7.4.2 Using the OpenSSL FIPS Object Module

The software described in this software documentation is either in Extended Support or Sustaining Support. See hypertext transfer protocol : //www.oracle.com/us/support/library/enterprise-linux-support-policies-069172.pdf for more information. Oracle recommends that you upgrade the software described by this software documentation adenine soon as possible .

7.4.2 Using the OpenSSL FIPS Object Module

If the kernel command channel specifies a fips=1 entrance, the rate of /proc/sys/crypto/fips_enabled is set to 1, which causes the OpenSSL library module to initialize the FIPS-approved manner of process mechanically. To handle automatic low-level formatting, an application that uses the module must call one of the following routines :

void OPENSSL_add_all_algorithms(void)
Calls OPENSSL_init() implicitly and adds all approved algorithms to the EVP API in FIPS-approved modality.

void OPENSSL_init_library(void)
Performs basic low-level formatting of the library and initialize FIPS-approved mode without setting up the EVP API with hold algorithm .
void SSL_library_init(void)
Calls OPENSSL_init() implicitly, adds algorithms that are necessity for TLS protocol support and initializes the SSL library .

To put the library into FIPS-approved mode explicitly, an application can call the int FIPS_mode_set(int
on)
function. If the respect of on is set to 1, the library switches from non-approved to approved mode. If any self tests or integrity confirmation tests fail, the library is put into the mistake state and the function returns 0. If the tests succeed, the function returns 1. If the value of on is set to 0, the library switches to non-approved mode. alternatively, the application can call OPENSSL_conf(const char
*config_name)
to enable FIPS mode by reading the alg_section that is defined for the config_name entry in the standard shape file ( openssl.conf ), for exemplar :

[ config_name ]
alg_section = algsec
...
[ algsec ]
fips_mode = yes

OPENSSL_config() does not return a prize.
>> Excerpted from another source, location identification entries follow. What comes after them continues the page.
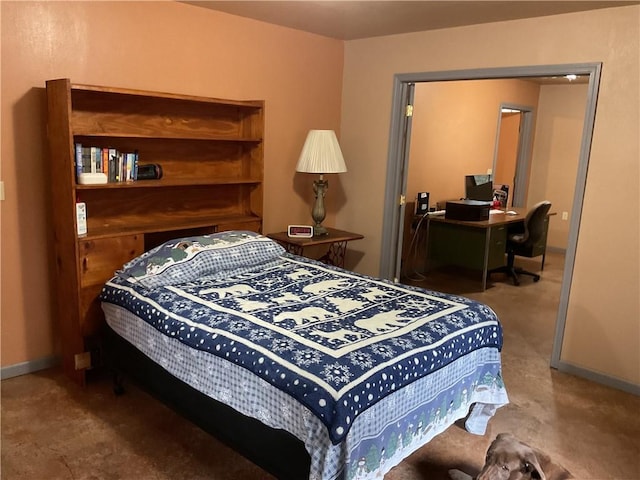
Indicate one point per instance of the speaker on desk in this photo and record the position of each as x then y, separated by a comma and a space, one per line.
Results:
422, 203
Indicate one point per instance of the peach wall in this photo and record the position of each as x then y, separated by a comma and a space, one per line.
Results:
602, 328
555, 153
454, 130
164, 46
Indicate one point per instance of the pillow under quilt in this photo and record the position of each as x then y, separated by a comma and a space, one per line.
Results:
186, 259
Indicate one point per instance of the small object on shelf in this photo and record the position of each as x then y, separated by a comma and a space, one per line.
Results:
92, 178
300, 231
81, 218
152, 171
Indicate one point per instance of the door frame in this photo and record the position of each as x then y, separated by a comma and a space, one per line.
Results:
523, 155
398, 158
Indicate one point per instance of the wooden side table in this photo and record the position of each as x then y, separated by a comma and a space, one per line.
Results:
336, 240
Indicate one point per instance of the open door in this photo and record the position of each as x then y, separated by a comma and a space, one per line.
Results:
395, 199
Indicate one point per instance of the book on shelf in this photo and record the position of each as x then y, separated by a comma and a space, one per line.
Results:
115, 165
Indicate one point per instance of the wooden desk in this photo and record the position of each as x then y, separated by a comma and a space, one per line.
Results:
477, 245
336, 240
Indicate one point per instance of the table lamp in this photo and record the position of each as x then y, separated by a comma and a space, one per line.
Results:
320, 154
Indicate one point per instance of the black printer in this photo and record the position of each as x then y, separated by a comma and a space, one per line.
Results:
467, 210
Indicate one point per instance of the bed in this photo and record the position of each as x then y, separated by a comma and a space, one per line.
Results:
309, 370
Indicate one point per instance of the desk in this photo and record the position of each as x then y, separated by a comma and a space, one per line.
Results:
336, 240
477, 245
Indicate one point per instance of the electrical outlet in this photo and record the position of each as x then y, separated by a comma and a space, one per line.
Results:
83, 360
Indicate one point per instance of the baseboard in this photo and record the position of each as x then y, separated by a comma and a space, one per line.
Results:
599, 378
28, 367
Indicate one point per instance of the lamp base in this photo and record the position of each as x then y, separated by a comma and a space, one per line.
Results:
319, 231
318, 213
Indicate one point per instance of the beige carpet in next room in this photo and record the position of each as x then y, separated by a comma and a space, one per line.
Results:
52, 429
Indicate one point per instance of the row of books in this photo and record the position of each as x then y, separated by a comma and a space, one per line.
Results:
115, 165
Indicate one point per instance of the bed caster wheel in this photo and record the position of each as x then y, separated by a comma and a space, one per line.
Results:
118, 387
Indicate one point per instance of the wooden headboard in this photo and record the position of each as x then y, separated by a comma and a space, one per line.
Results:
211, 155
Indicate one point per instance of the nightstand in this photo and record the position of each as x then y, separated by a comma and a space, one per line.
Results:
335, 240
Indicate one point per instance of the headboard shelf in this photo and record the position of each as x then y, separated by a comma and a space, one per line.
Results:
211, 154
If there is an error in the shape, the serve writes a message to the criterion erroneousness and forces the application to exit. To provide better erroneousness control, an application can call the CONF_modules_load_file() function rather.

An lotion can use the following functions to query the OpenSSL library faculty :

int FIPS_mode(void)
Returns 1 if the faculty is in FIPS-approved mode ; otherwise it returns 0 .
int FIPS_selftest_failed(void)
Returns 1 if the module is in the error country ; otherwise it returns 0 .

To set the FIPS random number generator key and internal state to zero, an application can call the void
RAND_cleanup(void)
affair.

note If you set the respect of the OPENSSL_FIPS environment variable to 1, the openssl binary that is included in the openssl-fips-1.0.1* box, and which has been built using the FIPS-compliant OpenSSL library, uses alone FIPS 140-2 approved algorithm. The value of OPENSSL_FIPS has no effect on the FIPS modality of the system. Do not assume that the prize of OPENSSL_FIPS has any effect on other applications that use the FIPS-compliant OpenSSL library. For more information about using the OpenSSL library with FIPS, see hypertext transfer protocol : //www.openssl.org/docs/fips/UserGuide-2.0.pdf .

Leave a Reply

Your email address will not be published.